Chapter 7: Comprehensive explanation of Dockerfile and novel container image construction techniques
1. The relationship between container and image
Speaking of containers managed by Docker, we have to mention container images because they serve as the templates for containers. It is through container images that we can quickly create containers.
Docker Daemon creates containers using images
2. Classification of images
- OS
- CentOS
- Ubuntu
- Application
- Tomcat
- Nginx
- MySQL
- Redis
3. How to get images?
From DockerHub
Make the system-related files in an OS into image
Using docker commit to make a running container into a new image
Use Dockerfile to build an image
4. A demo using method 3 & 4 above
4.1 Make a running container into an image
4.1.1 Run a container firstly
docker run -it ubuntu
4.1.2 Install an app in the container
apt-get update -y && \
apt-get install apache2 -y && \
apt-get install systemctl && \
systemctl enable apache2 && \
systemctl start apache2
Please use curl localhost to verify whether the apache2 http server is running.

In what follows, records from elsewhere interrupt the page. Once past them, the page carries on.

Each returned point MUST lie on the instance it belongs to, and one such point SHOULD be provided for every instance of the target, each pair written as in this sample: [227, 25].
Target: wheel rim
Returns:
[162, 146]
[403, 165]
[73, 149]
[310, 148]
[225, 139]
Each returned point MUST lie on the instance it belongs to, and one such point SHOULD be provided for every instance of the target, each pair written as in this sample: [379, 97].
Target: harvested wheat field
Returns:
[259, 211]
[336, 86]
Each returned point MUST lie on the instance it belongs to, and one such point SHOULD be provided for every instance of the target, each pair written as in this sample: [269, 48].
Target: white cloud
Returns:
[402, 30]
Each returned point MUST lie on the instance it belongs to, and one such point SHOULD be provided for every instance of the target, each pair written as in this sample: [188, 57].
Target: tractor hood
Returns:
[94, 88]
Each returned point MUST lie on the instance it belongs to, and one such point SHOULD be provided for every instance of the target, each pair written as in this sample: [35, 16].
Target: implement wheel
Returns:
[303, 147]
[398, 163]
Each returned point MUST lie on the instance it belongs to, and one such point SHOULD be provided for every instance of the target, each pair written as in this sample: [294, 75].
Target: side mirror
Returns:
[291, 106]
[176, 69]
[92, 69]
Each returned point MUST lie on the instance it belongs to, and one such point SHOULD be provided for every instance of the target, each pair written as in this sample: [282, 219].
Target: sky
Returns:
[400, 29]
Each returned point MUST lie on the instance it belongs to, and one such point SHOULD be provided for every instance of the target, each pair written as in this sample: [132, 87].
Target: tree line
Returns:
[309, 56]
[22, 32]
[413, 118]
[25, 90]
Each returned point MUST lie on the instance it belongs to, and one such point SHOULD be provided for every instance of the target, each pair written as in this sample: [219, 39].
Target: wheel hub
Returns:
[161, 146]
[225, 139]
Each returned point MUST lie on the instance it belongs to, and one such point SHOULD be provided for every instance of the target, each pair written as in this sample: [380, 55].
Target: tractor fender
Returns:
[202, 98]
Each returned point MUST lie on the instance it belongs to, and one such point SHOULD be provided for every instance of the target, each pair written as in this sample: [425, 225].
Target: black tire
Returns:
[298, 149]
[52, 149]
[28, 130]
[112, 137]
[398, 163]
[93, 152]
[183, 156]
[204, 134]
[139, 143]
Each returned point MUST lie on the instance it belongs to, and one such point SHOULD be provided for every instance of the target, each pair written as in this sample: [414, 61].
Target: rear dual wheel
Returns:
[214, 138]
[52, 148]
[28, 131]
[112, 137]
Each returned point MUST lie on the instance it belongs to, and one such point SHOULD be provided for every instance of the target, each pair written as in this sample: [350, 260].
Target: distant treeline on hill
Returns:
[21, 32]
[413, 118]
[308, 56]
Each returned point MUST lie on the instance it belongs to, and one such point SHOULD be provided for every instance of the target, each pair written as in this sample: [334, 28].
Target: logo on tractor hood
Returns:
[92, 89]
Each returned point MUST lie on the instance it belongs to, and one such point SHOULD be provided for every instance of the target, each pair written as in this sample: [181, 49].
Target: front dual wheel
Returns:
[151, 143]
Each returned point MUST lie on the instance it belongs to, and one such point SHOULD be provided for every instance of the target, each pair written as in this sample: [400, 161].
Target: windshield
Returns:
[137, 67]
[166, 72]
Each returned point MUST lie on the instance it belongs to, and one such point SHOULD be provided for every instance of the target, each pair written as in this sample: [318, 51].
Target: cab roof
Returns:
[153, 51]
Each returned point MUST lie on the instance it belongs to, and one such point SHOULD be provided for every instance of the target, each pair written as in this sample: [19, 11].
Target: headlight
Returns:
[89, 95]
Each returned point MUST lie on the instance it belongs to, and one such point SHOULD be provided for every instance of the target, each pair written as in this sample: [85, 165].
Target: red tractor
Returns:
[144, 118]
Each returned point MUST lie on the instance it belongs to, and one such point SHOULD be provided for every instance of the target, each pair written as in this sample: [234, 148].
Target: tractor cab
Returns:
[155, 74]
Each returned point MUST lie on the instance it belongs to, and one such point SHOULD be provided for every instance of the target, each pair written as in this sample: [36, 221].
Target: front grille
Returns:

4.1.3 Make it into an image
root@master-01:~# docker ps
CONTAINER ID IMAGE COMMAND CREATED STATUS PORTS NAMES
a83d4a14e3c6 ubuntu "/bin/bash" 30 minutes ago Up 3 minutes brave_leakey
docker commit -a "Clarence" a83d4a14e3c6 ubuntu-apache2:v1
# sha256:dbc4bd399ef0c4e7c50425ff9de73711e121bbdf14cd960ed181ff62d90ea1bd
root@master-01:~# docker image ls
REPOSITORY TAG IMAGE ID CREATED SIZE
ubuntu-apache2 v1 a86e18671cbb 3 seconds ago 242MB
We can see that the size of the new image is bigger than the official ubuntu:latest image, that means we successfully added something into the iamge.
4.2 Use Dockerfile
4.2.1 Intro to Dockerfile
A Dockerfile is a script that can be interpreted by the Docker program. It is made up of a series of instructions, each with its own syntax and supported commands. When we need to specify additional requirements in a container image, we can add or modify instructions in the Dockerfile, and then use docker build to generate our custom container image.

4.2.2 Dockerfile commands
| Command | Description |
| FROM | The base image upon which the new image is built |
| LABEL | A tag |
| RUN | Shell commands executed during image build |
| COPY | Copy local file to image |
| ADD | Similar to COPY, but can auto-unzip zip files |
| ENV | Environment variables |
| USER | To specify the user to run commands for RUN, CMD and ENTRYPOINT |
| EXPOSE | To declare the service port for container runtime |
| WORKDIR | To set working directory for RUN, CMD, ENTRYPOINT, COPY and ADD |
| CMD | When running a container, the default CMD instruction is executed. If there are multiple CMD instructions, only the last one takes effect |
(man dockerfile can be used to for helping)
- FROM
The FROM instruction is used to specify the base image that will be used to build a new image in Dockerfile.
The FROM instruction must be the first line in the Dockerfile.
The base image specified by the FROM instruction can be from the official remote repository, or it can be in the local repository, with priority given to the local repository.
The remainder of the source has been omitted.